Em Portugal, a maior concentração de vestígios de unidades de fabrico de garum localiza-se no litoral algarvio. Na região atlântica há a referir os restos descobertos no Alto de Martim Vaz (Póvoa de Varzim), na praia de Angeiras (Matosinhos) e no estuário do rio Sado, em Creiro, Rasca, Comenda, Ponta da Areia, Moinho Novo e Tróia, um dos mais importantes centros conserveiros da Hispânia. As ruínas destas fábricas (usinas) até agora achadas em território português são constituídos pelos tanques ou cetárias destinados à salga de peixe e à preparação de conservas, normalmente de alvenaria. As conservas de peixe destinadas à exportação eram embaladas em recipientes de cerâmica, as ânforas.”

Em 2003 o Maurício Kubrusly do Fantástico fez uma reportagem que falava sobre esse tipo de condimento culinário, que não passa de uma miscelânea variados frutos do mar misturados e macerados no que devia ser uma quantidade absurda de sal e depois deixados para apodrecer curar por dois meses. Fico imaginando o tipo de comida que se fazia com isso... Eis o texto:


Receita de Garum
Fantástico 14/12/2003
O lugar onde está Lisboa foi, durante muito tempo, parte do Império Romano. Entre os séculos I a.C. e I d.C., existiu ali uma espécie de indústria romana, que produzia um molho feito com peixes e ervas. Era produzido em grandes ânforas, fabricadas por oleiros locais. E eles assinavam os seus trabalhos de barro. Em pesquisas mais recentes, tais assinaturas foram encontradas em cacos localizados em locais muito distantes de Lisboa, ainda dentro do imenso Império Romano. Por isso, os pesquisadores concluíram que a região de Lisboa era utilizada para produção e exportação do molho chamado Garum. Ele foi utilizado na Grécia desde o século VI a.C..
Muito tempo depois, o romano Plínio se admirou do entusiasmo de seus compatriotas por "esta preciosa fermentação de peixe de cheiro muitas vezes nauseabundo". Se acompanhar a receita que foi anotada por Gargilius Martialis logo vai perceber a razão do cheirinho da Garum.

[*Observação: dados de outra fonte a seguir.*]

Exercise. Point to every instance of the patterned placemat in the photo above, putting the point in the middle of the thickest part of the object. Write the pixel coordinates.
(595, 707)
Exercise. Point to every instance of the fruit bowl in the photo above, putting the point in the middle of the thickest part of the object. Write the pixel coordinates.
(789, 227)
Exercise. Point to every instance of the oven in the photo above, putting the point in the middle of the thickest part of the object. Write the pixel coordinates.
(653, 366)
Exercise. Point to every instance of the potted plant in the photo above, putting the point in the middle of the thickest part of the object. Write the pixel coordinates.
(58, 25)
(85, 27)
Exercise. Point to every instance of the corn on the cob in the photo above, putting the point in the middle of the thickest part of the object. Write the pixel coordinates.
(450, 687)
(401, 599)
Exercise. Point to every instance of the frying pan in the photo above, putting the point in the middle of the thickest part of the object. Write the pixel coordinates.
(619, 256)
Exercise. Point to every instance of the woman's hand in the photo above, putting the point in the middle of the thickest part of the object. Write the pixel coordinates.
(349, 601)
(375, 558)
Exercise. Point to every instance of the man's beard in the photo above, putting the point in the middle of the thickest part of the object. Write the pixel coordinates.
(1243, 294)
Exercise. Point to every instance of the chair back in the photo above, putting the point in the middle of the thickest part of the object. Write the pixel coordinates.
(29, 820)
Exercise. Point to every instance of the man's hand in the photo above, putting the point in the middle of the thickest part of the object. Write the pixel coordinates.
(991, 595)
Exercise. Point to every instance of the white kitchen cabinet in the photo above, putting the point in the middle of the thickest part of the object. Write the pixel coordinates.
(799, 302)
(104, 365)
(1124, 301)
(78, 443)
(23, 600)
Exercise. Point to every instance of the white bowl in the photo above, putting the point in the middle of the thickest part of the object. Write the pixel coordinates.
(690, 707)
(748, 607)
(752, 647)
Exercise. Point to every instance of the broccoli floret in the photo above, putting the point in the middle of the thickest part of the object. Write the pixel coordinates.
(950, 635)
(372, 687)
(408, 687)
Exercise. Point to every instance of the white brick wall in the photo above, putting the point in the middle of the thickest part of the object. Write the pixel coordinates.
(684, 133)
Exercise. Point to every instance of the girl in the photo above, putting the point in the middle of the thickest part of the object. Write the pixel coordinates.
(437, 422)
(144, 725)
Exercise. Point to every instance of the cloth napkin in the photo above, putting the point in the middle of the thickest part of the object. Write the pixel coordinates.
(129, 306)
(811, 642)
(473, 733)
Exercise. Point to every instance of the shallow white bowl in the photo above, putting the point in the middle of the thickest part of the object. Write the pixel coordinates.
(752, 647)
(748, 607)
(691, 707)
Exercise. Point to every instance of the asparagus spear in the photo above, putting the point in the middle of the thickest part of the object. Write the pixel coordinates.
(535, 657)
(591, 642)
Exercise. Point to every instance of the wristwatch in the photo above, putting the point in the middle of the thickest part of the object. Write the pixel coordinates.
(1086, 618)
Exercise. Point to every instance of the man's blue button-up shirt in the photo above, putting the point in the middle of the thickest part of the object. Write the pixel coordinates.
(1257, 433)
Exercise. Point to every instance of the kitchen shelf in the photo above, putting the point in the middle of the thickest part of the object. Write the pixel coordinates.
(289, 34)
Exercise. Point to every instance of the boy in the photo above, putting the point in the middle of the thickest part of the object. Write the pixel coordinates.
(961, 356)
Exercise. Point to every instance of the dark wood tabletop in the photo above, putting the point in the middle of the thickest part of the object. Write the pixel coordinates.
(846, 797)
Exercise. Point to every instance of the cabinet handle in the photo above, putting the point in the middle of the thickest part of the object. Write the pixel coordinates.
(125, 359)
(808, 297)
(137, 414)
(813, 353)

Algumas das ervas da receita não são comuns por aqui, mas é possível fazer mesmo utilizando apenas parte dos ingredientes. Respire fundo - bem fundo! - e vamos lá, direto para a cozinha da Roma antiga:
Num recipiente bem grande, coloque uma primeira camada de peixes gordos - salmão, enguia, sardinha. A seguir, uma camada de ervas aromáticas - aneto, coentro, funcho, aipo, segurelha, arruda, hortelã, levístico, poejo, orégano, argemona e outras. Depois, uma camada de dois dedos de sal. Repita a seqüência de camadas até encher o recipiente. Feche com uma tampa e deixe marinar durante uma semana. Nos vinte dias seguintes, mexa a mistura todos os dias. Mas faça isso com uma colher grande, para mexer até o fundo. Depois, basta recolher o licor que ficou por cima. É preciso filtrá-lo, para que você guarde apenas o líquido, em recipientes menores. E aí está o Garum, que agradava gregos e romanos.
Agora, se você quiser conhecer o sabor do Garum sem a maratona de localizar tantas ervas raras e, principalmente, suportar um certo cheirinho... procure nas importadoras de alimentos finos um potinho de nuoc-mâm. É usado no sudeste asiático e, garantem os entendidos, tem sabor semelhante ao Garum. Bom apetite.